I ask because if this is the case, why is it not

\begin{align*} I(X;Y) \leq 1- H(1-p) = 1- H(\frac{2}{3}) \approx 0.61 \text{ bit} \end{align*}

instead?

Or, and this would make the most sense to me, it's actually $p = (p_{error}, 1-p_{error})= (\frac{1}{3}, \frac{2}{3})$ and thus we have

\begin{align*} I(X;Y) \leq 1- H(p) = 1- H(\frac{1}{3}, \frac{2}{3}) \approx 0.0817 \text{ bit} \end{align*}

3

There are 3 best solutions below

1
On BEST ANSWER

The reason for the validity of the equation

\begin{equation} \sum p(x) H(Y \mid X = x) = \sum p(x) H(p) \end{equation}

can perhaps be better seen if we denote the right-hand side by

\begin{equation} \sum p(x) H_b(p) \end{equation}

where $H_b(\cdot)$ is the binary entropy function (https://en.wikipedia.org/wiki/Binary_entropy_function). To see this, note that the defining property of the BSC is precisely that independent of what the source symbol X is, an error, that is a bit-flip, occurs with a fixed probability $p$. In other words:

\begin{equation} \forall x: H(Y \mid X = x) = H(Err \mid X = x) = H_b(p) \end{equation}

where the first equality is due to the fact that for a binary input the enropy of the "error" is equal to entropy of $Y$ and the second equality follows by the paragraph above.

1
On

It seems to me that you are confusing $H(X) = - \sum_i Pr(x_i) \log ( Pr(x_i) )$ (the entropy) and $H(p) = -p \log_2(p) - (1-p) \log_2(1-p)$, which is called the binary entropy function.
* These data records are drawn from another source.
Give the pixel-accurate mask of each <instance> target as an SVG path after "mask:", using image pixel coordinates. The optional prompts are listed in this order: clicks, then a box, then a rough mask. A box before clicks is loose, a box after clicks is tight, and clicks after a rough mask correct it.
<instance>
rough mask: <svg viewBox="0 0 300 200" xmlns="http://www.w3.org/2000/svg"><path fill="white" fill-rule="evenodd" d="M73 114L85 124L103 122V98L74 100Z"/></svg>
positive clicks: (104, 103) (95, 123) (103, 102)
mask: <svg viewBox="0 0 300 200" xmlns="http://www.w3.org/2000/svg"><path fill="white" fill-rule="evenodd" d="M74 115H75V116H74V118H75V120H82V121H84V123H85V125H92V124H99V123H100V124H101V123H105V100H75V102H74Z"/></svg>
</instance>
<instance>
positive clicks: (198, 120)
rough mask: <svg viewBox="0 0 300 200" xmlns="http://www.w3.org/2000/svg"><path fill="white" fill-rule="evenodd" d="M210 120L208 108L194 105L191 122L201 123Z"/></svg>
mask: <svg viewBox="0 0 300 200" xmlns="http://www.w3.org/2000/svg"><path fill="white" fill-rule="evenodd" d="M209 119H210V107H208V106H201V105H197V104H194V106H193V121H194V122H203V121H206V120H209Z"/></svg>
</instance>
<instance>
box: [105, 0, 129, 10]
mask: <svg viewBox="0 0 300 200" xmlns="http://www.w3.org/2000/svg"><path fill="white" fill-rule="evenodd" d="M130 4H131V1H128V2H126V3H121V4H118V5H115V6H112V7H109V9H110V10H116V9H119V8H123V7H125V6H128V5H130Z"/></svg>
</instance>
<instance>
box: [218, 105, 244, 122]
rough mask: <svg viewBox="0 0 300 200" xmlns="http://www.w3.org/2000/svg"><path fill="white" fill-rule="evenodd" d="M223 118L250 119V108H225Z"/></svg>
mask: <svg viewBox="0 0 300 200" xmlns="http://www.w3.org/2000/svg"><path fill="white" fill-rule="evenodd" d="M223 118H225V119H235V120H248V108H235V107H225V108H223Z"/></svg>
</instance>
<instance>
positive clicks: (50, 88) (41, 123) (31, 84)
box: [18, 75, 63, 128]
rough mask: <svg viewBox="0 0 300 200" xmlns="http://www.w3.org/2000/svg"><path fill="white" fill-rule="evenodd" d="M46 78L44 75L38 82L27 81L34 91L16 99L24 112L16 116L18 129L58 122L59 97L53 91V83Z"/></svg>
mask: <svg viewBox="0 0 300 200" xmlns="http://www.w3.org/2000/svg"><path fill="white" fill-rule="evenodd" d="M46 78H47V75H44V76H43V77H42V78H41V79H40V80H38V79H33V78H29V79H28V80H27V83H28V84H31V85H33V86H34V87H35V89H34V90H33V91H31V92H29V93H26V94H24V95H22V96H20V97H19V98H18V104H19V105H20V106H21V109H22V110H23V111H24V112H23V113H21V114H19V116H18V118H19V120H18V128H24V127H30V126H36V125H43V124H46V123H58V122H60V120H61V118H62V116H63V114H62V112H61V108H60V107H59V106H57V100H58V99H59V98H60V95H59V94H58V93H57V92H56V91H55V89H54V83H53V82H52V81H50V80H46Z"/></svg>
The difference is whether the input is a random variable or a probability.

Note that $H(\frac 1 3) = H(\frac 2 3)$

0
On

I just realized that it's actually very simple to show that

\begin{align*} \sum_{x \in X} \mathbb{P}[X = x]H(Y|X=x) &= H_B(p) \end{align*}

We start by observing that of course

\begin{align*} \sum_{x \in X} \mathbb{P}[X = x]H(Y|X=x) &= p_X(0) \cdot H(Y|X=0) + p_X(1) \cdot H(Y|X = 1) \\ &= \sum_{x \in X} p_X(x) \cdot \Big( - \sum_{y \in Y} p_{Y|X}(y|x) \log_2 p_{Y|X}(y|x) \Big) \end{align*}

and since

\begin{align*} \mathbb{P}[X = 0] H(Y|X=0) &= p_X(0) \cdot \Big( -p_{Y|X}(0|0) \log_2 p_{Y|X}(0|0) - p_{Y|X}(1|0) \log_2 p_{Y|X}(1|0) \Big) \\ &= p_X(0) \cdot \underbrace{\Big(- (1-p)\log_2 (1-p) - p \log_2p \Big)}_\text{H((1-p),p)} \\ &=p_X(0) \cdot H((1-p),p) \\ &=p_X(0) \cdot H_B(p) \\ \mathbb{P}[X = 1] H(Y|X=1) &= p_X(1) \cdot H_B(p) \end{align*}

we have

\begin{align*} \sum_{x \in X} p_X(x)\sum_{y\in Y} p_{Y|X}(y|x) \log_2 p_{Y|X}(y|x) &= \mathbb{P}[X = 0] H(Y|X=0) + \mathbb{P}[X = 1] H(Y|X=1) \\ &= p_X(0) \cdot H_B(p) + p_X(1) \cdot H_B(p) \\ &= H_B(p) \end{align*}